Все эти черты давности именуются словом “саби”, что буквально означает ржавчина.”
Хотя подобное благожелательное отношение к следам, оставленным временем на произведении искусства, принято приписывать исключительно японской эстетике, есть основания думать, что оно не чуждо было и православной душе. Н.В.Гоголь, описывая в “Мертвых душах” обветшавшую деревню Плюшкина, заключал это описание следующими словами:”...все было хорошо, как не выдумать ни природе, ни искусству, но как бывает только тогда, когда они соединяются вместе, когда по нагроможденному, часто без толку, труду человека пройдет окончательным резцом своим природа, облегчит тяжелые массы, уничтожит грубоощутительную правильность и нищенские прорехи, сквозь которые проглядывает нескрытый, нагой план, и даст чудную теплоту всему, что создалось в хладе размеренной чистоты и опрятности”. К сказанному Гоголем остается добавить, что, скорее всего, не обветшавшая русская деревня навела писателя на такие глубокие и интересные мысли, а развалины Рима, города, где и были написаны эти прочувствованные строки.

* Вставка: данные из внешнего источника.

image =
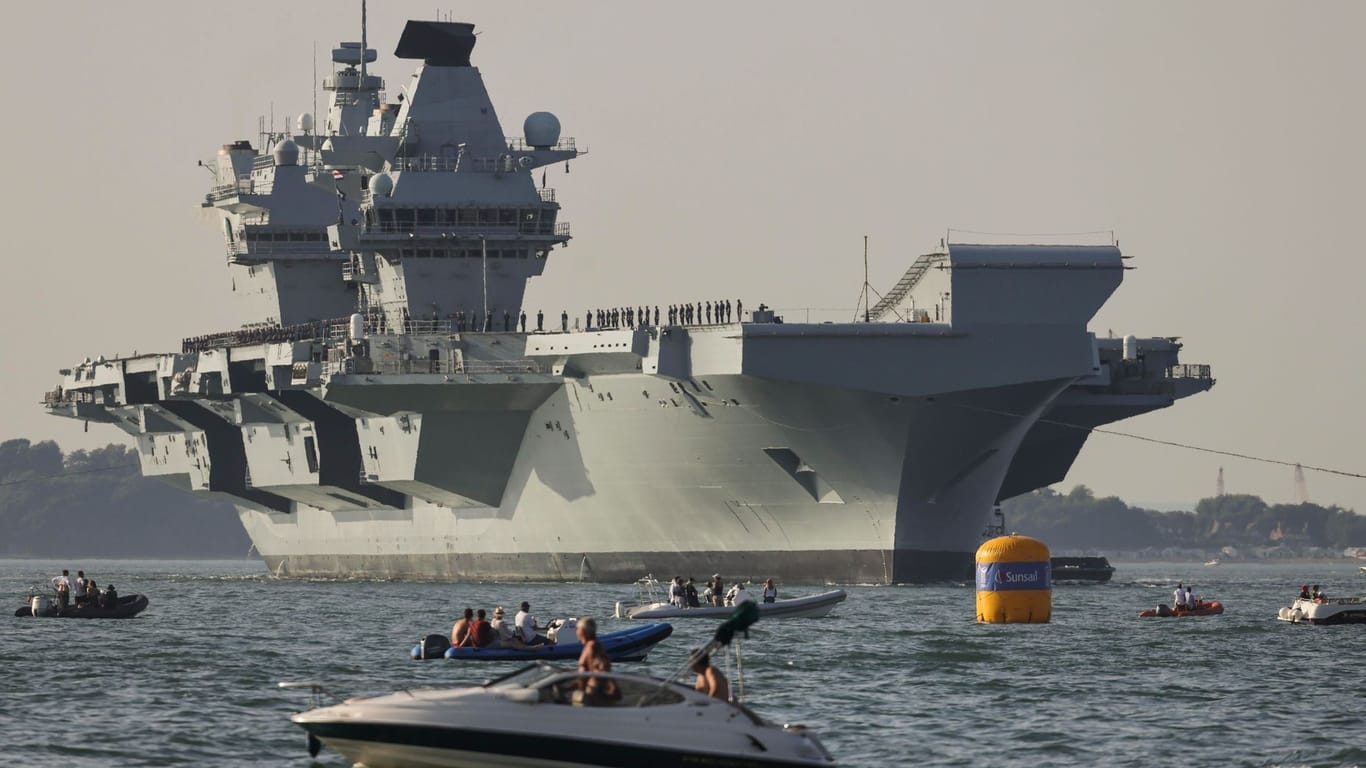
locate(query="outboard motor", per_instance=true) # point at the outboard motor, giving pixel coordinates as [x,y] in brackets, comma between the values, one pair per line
[433,647]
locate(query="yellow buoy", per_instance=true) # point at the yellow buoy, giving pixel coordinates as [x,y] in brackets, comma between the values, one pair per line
[1014,581]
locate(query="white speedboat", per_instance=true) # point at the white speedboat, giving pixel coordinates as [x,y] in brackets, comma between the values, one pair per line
[648,606]
[1325,611]
[538,716]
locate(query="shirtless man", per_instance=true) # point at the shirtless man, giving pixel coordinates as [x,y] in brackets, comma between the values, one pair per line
[709,679]
[594,659]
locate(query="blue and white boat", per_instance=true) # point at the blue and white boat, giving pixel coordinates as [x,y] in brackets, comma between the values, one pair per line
[623,645]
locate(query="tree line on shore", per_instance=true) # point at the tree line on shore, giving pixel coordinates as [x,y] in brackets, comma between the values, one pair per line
[97,504]
[1078,519]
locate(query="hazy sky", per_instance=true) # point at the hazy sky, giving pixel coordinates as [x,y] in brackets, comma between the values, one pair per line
[745,149]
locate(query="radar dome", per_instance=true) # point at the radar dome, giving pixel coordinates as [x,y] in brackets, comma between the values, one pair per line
[286,152]
[541,130]
[381,185]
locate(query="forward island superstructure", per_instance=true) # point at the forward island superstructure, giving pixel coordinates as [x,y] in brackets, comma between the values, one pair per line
[391,413]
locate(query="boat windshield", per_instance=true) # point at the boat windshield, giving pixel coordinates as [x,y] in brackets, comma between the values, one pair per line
[527,677]
[616,690]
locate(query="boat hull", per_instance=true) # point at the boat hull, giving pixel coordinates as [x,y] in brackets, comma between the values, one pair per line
[1210,608]
[624,645]
[129,607]
[809,607]
[411,746]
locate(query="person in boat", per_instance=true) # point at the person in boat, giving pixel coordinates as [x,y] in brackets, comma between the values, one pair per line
[481,633]
[500,627]
[594,659]
[690,595]
[739,595]
[769,592]
[461,629]
[63,585]
[526,627]
[709,679]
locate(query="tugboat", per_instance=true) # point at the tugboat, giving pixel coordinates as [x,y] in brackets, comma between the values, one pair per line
[1081,569]
[1202,608]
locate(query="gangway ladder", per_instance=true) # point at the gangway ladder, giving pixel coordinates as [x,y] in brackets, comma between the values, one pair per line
[913,275]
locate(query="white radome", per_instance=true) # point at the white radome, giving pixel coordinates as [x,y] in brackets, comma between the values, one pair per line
[541,130]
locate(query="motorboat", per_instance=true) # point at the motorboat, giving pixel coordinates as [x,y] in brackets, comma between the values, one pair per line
[541,716]
[126,607]
[1202,608]
[649,606]
[623,645]
[1081,569]
[1325,611]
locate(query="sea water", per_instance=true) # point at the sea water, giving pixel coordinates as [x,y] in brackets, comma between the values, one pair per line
[896,675]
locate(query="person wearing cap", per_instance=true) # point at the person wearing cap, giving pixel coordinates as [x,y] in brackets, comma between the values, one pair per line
[526,626]
[461,629]
[63,585]
[709,679]
[500,629]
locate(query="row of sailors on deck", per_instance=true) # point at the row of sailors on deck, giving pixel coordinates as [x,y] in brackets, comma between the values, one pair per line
[700,313]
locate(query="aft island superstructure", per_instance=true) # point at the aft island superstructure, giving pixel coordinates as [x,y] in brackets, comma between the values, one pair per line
[391,413]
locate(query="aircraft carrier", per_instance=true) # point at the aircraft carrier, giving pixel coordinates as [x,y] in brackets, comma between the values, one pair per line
[388,413]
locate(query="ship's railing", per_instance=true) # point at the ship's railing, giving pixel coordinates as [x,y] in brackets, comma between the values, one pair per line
[558,228]
[518,144]
[370,366]
[262,335]
[376,324]
[1187,371]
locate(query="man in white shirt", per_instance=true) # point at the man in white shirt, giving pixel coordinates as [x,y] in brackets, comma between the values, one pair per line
[526,626]
[63,585]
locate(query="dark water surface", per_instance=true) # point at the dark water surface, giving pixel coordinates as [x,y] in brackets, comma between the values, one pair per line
[896,677]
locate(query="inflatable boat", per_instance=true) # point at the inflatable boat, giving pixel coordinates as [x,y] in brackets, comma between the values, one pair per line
[1208,608]
[624,645]
[127,607]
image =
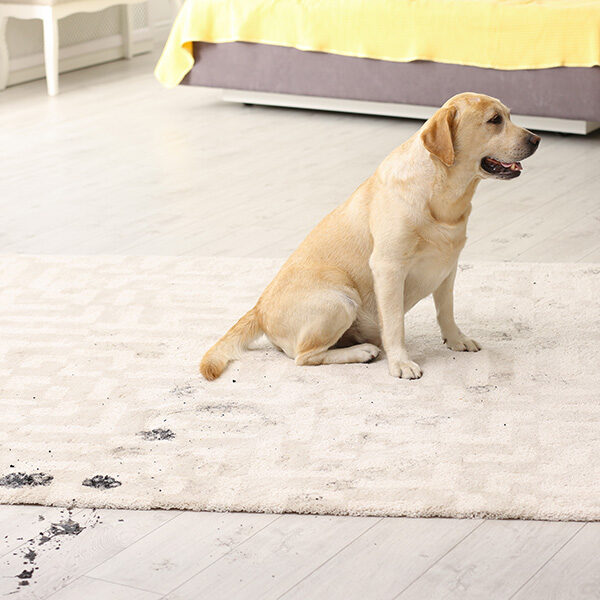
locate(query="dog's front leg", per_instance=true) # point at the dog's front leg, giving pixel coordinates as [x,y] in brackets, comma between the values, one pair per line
[388,279]
[453,337]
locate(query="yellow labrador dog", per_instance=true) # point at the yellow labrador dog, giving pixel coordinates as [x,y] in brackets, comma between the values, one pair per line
[344,292]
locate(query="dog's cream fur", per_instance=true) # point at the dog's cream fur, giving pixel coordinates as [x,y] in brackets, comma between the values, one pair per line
[344,292]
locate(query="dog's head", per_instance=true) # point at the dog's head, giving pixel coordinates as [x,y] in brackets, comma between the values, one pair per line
[476,130]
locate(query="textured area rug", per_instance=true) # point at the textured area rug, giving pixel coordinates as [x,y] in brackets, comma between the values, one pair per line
[102,404]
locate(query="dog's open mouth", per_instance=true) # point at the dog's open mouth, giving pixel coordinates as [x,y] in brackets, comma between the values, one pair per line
[501,169]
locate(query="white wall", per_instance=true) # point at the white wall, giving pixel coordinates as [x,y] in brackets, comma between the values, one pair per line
[85,39]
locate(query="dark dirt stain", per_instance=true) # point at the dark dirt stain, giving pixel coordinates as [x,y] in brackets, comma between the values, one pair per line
[66,527]
[15,480]
[482,388]
[26,574]
[157,434]
[30,555]
[216,407]
[101,482]
[182,390]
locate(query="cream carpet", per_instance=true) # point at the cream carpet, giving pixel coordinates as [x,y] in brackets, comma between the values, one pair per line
[102,405]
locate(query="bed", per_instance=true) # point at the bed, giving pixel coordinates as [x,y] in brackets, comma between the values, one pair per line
[395,57]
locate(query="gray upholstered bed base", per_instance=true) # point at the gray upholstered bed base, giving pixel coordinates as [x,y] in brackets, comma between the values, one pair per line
[561,93]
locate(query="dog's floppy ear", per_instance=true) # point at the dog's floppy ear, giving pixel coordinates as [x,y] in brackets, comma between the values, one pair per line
[437,135]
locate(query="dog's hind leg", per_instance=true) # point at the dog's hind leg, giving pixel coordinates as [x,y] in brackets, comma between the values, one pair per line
[325,328]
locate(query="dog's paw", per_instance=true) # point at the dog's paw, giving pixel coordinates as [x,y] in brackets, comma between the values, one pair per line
[367,352]
[463,344]
[405,370]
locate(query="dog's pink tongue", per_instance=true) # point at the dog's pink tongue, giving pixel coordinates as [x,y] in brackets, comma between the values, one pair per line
[512,166]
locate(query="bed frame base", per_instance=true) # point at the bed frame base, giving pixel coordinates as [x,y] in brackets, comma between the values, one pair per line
[410,111]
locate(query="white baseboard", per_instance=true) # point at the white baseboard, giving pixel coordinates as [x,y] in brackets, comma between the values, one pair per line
[410,111]
[86,54]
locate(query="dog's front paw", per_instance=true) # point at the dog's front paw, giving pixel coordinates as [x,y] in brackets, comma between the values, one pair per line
[405,369]
[462,344]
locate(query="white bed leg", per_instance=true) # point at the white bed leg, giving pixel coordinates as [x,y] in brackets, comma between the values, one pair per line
[4,64]
[126,31]
[51,51]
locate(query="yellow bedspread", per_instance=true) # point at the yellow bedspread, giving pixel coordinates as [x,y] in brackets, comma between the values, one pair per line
[501,34]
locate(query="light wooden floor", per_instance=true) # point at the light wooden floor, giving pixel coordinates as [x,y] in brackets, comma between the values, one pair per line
[115,164]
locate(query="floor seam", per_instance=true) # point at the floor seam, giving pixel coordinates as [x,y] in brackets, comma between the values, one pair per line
[222,556]
[439,559]
[330,558]
[545,563]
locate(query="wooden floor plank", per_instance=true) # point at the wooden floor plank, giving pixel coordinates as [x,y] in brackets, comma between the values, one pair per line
[493,562]
[384,560]
[274,559]
[96,589]
[573,573]
[56,557]
[172,554]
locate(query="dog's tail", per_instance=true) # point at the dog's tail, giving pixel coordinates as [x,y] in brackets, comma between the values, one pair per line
[230,345]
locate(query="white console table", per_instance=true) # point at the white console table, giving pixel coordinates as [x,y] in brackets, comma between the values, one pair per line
[50,11]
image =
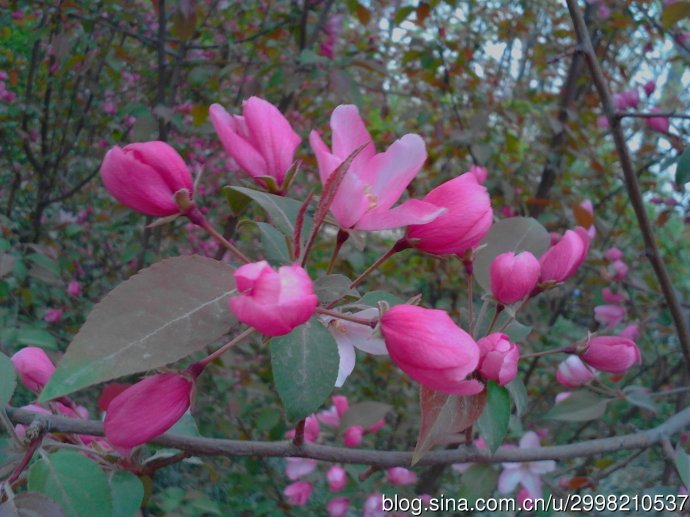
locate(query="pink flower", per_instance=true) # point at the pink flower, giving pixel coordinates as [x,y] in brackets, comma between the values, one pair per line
[34,367]
[465,223]
[74,289]
[401,476]
[572,372]
[564,258]
[146,177]
[53,315]
[353,435]
[299,467]
[337,478]
[527,474]
[147,409]
[298,493]
[430,348]
[338,507]
[498,358]
[513,276]
[374,182]
[613,254]
[273,302]
[609,315]
[630,332]
[261,141]
[613,354]
[659,124]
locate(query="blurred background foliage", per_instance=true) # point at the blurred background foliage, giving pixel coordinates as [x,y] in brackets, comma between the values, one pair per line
[496,83]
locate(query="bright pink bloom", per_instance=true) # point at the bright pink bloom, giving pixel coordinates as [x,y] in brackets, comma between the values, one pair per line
[53,315]
[613,254]
[572,372]
[299,467]
[527,474]
[498,358]
[273,302]
[337,478]
[401,476]
[146,176]
[430,348]
[659,124]
[298,493]
[338,507]
[261,141]
[34,367]
[465,223]
[374,182]
[74,289]
[513,276]
[613,354]
[630,332]
[562,260]
[609,315]
[353,435]
[147,409]
[621,270]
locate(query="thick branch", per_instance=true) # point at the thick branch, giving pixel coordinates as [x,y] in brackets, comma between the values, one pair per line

“Японская” эстетика Гоголя так бы и осталась уникальным явлением русской культуры, если бы почти столетие спустя его не поддержали те, кто имел непосредственное отношение к предмету настоящего разговора, к иконописи. В 1918 году состоялась первая конференция реставраторов, ставшая поворотным пунктом в истории русской реставрации. Раньше поновление, дописывание икон не только не считалось предосудительным, но непременным условием “качественного” восстановления. Реставраторы, в соответствии со своими вкусами и представлениями о старине, дописывали часто целые куски композиций, а то и переписывали всю икону заново. Всероссийская комиссия по делам реставрации положила конец этой варварской практике и категорически “запретила при восстановлении утраченных мест на произведениях средневековой темперной живописи (т.е. иконописи - А.А.), фреске воспроизводить всякие досужие домыслы, основанные на субъективных вкусах”. Комиссия наряду с полным невмешательством допустила метод “нейтрального тонирования утраченных мест, отличимого от авторской живописи”. Что касается масляной живописи, то “комиссия рекомендовала тогда проводить восстановление строго в пределах утрат, без захода на авторскую живопись, в стиле и манере старой живописи”. Трудно сказать, какими соображениями руководствовались в то время реставраторы, запрещая восстановление иконы в ее прежнем виде и разрешая такое восстановление при реставрации масляной живописи, но нельзя не признать поразительную мудрость такого решения.
Действительно, для масляной живописи, целиком построенной на принципах иллюзионизма, всякая утрата, нарушающая эту иллюзию, - смертельный удар по основам ремесла. У иконописи - все наоборот. Время, соскобами краски, вырванными кусками композиции, дырами от гвоздей, само того не ведая, продолжало процесс воплощения Божества “точными отрицательными чертами”, о которых говорил Дионисий Ареопагит. Пожалуй, ни в какой другой разновидности культовой живописи мысль японской эстетики о времени, способствующем выявлению сути вещей, не нашла такого полного и точного выражения как в иконописи. Время - великий иконописец. И возвышенный вандализм его, разрушая, творил главное: воссоздавал “неподобное подобие” Ареопагита в более “неподобном” виде, чем решался на то иконописец. Поэтому неверно называть следы давности на иконах “утратами”, они - “приобретения”, способствовавшие реализации одной из главнейших задач православного искусства, - символическому воссозданию идеи негативности, ирреальности, апофатичности Божества.